Schwarz-Blau muss glücklich sein: Helmut Draxler schlankt sein Unternehmen, den roten Riesen ÖBB, systematisch ab. Dass er mit seiner Stilllegungs-Strategie auch die SP-Bastion ÖBB Stück um Stück demontiert, kann Bundeskanzler Schüssel und Vizekanzlerin Riess nur hellauf begeistern.

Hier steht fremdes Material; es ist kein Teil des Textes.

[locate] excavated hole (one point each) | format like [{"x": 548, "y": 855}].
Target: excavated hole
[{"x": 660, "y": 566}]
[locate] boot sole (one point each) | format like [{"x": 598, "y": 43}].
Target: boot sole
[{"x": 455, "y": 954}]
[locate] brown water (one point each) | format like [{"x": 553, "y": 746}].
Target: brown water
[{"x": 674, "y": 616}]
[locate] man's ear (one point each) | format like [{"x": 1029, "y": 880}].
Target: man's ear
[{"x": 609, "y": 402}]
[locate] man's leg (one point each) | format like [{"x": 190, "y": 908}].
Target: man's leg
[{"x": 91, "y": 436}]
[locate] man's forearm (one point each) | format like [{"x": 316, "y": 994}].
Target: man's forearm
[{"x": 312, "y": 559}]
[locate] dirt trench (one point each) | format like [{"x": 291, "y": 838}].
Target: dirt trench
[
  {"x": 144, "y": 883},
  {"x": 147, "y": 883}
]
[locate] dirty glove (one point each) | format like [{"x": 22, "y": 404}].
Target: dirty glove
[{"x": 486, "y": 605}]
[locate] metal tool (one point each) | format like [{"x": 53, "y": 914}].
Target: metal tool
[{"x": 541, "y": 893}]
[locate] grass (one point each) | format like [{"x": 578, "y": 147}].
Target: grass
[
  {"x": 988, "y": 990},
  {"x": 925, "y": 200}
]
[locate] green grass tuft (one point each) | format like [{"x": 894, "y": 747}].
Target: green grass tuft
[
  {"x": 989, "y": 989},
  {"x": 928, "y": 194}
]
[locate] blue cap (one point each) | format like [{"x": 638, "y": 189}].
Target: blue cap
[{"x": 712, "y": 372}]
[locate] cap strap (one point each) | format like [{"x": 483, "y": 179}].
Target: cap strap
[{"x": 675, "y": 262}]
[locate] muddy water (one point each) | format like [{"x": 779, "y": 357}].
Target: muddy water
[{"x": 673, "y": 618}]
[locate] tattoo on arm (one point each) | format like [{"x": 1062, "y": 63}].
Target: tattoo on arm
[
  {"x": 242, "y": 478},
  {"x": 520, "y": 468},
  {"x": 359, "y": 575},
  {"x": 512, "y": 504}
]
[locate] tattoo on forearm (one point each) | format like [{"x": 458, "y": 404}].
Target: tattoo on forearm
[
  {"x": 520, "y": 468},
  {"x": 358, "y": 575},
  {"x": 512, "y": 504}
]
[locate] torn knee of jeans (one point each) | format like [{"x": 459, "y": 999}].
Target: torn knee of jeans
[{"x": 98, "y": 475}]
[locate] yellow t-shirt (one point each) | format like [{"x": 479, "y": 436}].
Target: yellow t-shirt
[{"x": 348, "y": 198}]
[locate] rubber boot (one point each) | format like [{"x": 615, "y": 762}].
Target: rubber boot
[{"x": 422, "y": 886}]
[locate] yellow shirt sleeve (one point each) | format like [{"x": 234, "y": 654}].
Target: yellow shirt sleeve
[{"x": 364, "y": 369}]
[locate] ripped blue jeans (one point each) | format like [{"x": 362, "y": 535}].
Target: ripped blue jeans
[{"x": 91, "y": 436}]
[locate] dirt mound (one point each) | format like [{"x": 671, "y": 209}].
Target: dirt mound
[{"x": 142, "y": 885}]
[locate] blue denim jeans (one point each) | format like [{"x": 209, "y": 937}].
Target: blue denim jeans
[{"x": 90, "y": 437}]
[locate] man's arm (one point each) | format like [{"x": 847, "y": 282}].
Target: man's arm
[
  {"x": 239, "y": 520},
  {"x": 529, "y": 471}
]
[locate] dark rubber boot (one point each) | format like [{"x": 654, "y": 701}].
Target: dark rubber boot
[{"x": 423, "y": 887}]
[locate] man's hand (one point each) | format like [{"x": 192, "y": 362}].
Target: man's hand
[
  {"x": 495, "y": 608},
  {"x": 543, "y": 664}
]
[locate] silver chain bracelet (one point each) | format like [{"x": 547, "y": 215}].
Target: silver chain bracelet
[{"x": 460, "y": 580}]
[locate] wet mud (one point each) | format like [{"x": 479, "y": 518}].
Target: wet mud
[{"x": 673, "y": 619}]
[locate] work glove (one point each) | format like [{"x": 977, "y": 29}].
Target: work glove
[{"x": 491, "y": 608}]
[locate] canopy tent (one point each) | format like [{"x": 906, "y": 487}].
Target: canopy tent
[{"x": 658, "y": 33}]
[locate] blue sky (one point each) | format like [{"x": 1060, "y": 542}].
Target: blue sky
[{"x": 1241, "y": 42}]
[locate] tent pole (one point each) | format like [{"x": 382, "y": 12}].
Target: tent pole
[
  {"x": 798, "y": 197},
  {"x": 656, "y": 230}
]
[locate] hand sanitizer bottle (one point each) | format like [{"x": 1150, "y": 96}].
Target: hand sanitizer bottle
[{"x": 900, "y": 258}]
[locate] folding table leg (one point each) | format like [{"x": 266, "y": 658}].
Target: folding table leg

Draxler hat jedenfalls den günstigsten aller Zeitpunkte gewählt: Kritische Medien haben, angesichts von hundert Tagen Schwarz-Blau, andere Sorgen als die, den Erhalt von Nebenbahnen zu fordern. Die SPÖ ist mit Wundenlecken beschäftigt, und vor allem hat ja sie selbst den Nebenbahnkarren aufs Abstellgleis geschoben: Der Widerstand wird nicht von langer Dauer sein. Draxler handelt auch taktisch klug. Länder und Regionen wollen nämlich in der Regel ihre Bahn nicht verlieren, aber auch nichts zu deren sinnvollem Betrieb beitragen.
Jetzt heißt es: Zahl oder stirb, der Ball ist geschickt abgespielt. Letztendlich, ganz unhistorisch gesprochen, tut der ÖBB-Boss auch wirklich gut daran, Schluss zu machen: Besser ein Ende mit Schrecken als ein Schrecken ohne Ende, Eisenbahnromantik hin, Autolawine her. Er setzt einen Schlusspunkt unter eine lange Bummelfahrt, deren Ende schon seit langem absehbar war: 60 Jahre wurde das Auto systematisch gefördert, die Bahn gleichzeitig niedergewirtschaftet.
Zwei Beispiele genügen: Für eine PKW-Dienstfahrt von Wien nach Innsbruck und wieder zurück streift man runde 4400 Schilling Kilometergeld ein, nach Abrechnung der Benzinkosten bleibt ein ansehnliches Körberl Geld übrig. Fährt man mit der Bahn, rechnet man das Ticket ab, übrig bleibt nichts. Oder: Der Semmering-Bahntunnel wird gekillt, der Semmering-Straßentunnel ohne Widerrede gebaut.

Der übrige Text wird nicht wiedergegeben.